Кто-то лезет к нему целоваться.

Наконец Рихард в саду. На листок блокнота ложится текст шифровки.

— Дорогой Рихард, неужели вы не можете забыть о работе даже в такой вечер?

Чей это голос?

Рихард поднял глаза: Хильда?

— Я охочусь за вами целый вечер. Но вы просто неуловимы. То уединяетесь с шефом. Теперь решили заняться какой-то писаниной. Прошу вас, уделите несколько минут женщине, которая, может быть, всю жизнь ждала этого мгновенья.

«И эта напилась», — подумал Рихард.

— С удовольствием, дорогая Хильда…

Он хотел сказать, что было бы лучше, если бы они поговорили в другой раз, но промолчал. С Хильдой творилось что-то неладное. Такой он ее еще никогда не видел. Глаза округлились, лицо побледнело. На крепко сжатых губах блуждала безумная улыбка.

— Что с вами, — спросил Рихард, — случилось что-нибудь?

Хильда молчала. Ее бил нервный озноб.

— Что произошло? — Рихард взял ее за руку.

Хильда рванулась к нему, зашептала:

— Только не презирайте меня, Рихард… Я сошла с ума… Это ужасно, но у меня больше нет сил. Я не могу молчать…

«Этого еще не хватало!» — подумал Рихард, пытаясь отстранить ее от себя.

Словно прочтя его мысли, она отпрянула, выпрямилась и глядя прямо в его глаза твердо произнесла:

— Я люблю вас, Рихард. И это ужасно. Я готова понести любое наказание за свою слабость.

— Но за что же вас наказывать? — искренне удивился Рихард. — Разве вы в чем-то провинились?

— Да! Я виновата перед фюрером, перед национал-социалистской партией, перед великой Германией. Я — плохая немка, Рихард, — в ее голосе звучал металл. — Я не оправдала доверия. Я поклялась, что все мои чувства и помыслы будут принадлежать только фюреру и службе, на которую он послал меня. Я не должна была думать ни о чем другом. Но я нарушила свою клятву. Дала волю низменным чувствам. Превратилась в дрянь, в тряпку.

— Перестаньте, Хильда, — воскликнул Рихард. — Мне неприятно это самоистязание.

— Нет, ради бога, — запротестовала она. — Вы должны выслушать меня до конца. Вы должны знать, как низко я пала.

— Будем считать, что вы мне ничего не говорили, — мягко сказал Рихард и повернулся, чтобы уйти.
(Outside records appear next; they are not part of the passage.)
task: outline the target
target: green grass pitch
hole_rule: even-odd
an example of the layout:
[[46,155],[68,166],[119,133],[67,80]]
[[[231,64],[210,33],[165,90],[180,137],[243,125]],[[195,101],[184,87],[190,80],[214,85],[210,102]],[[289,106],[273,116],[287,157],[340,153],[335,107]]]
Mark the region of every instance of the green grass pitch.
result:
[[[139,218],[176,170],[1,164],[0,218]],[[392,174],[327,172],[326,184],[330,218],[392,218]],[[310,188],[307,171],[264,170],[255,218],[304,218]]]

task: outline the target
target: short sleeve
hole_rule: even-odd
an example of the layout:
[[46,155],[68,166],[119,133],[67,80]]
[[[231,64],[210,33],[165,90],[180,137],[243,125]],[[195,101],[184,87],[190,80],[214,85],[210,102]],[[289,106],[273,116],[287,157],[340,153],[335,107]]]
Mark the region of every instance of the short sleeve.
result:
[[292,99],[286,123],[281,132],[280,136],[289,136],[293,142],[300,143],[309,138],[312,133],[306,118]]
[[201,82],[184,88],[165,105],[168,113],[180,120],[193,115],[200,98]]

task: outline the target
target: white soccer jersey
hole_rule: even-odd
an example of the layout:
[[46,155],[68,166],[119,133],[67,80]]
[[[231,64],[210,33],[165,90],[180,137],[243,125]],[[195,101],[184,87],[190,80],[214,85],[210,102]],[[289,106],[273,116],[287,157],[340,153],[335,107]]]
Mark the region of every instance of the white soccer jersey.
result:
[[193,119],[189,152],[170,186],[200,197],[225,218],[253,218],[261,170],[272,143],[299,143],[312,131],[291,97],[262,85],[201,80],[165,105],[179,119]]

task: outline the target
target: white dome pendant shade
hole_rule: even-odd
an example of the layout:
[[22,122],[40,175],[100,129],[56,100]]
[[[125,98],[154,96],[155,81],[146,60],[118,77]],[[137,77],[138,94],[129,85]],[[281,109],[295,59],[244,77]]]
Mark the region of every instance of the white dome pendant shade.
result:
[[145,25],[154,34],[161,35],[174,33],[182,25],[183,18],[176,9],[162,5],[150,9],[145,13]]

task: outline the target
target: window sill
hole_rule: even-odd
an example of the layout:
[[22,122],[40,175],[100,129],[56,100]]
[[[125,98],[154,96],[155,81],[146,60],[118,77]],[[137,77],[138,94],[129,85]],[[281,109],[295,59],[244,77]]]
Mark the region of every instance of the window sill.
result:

Хильда схватила его за рукав.

— Я понимаю, что заслужила ваше презрение. Я не должна была признаваться вам. Но я не выдержала. Нарушила свой обет. Я гадкая, слабая женщина. Но у меня хватит сил, выслушать ваш приговор. Говорите же.

— По-моему, лучше всего вам немедленно отправиться домой и хорошо выспаться, — попытался улыбнуться Рихард.

— Я не нуждаюсь в вашем снисхождении, — сверкнула глазами Хильда. — Я знаю, что виновата, и готова платить.

«Безумная, жалкая фанатичка! Разве можно придумать более страшную казнь, чем та, на которую обрекли тебя твои духовные наставники», — Рихард окинул ее негодующим взглядом.

— Немедленно идите домой, Хильда, — почти крикнул он, потом тихо добавил. — Я обещаю придумать для вас достойное наказание.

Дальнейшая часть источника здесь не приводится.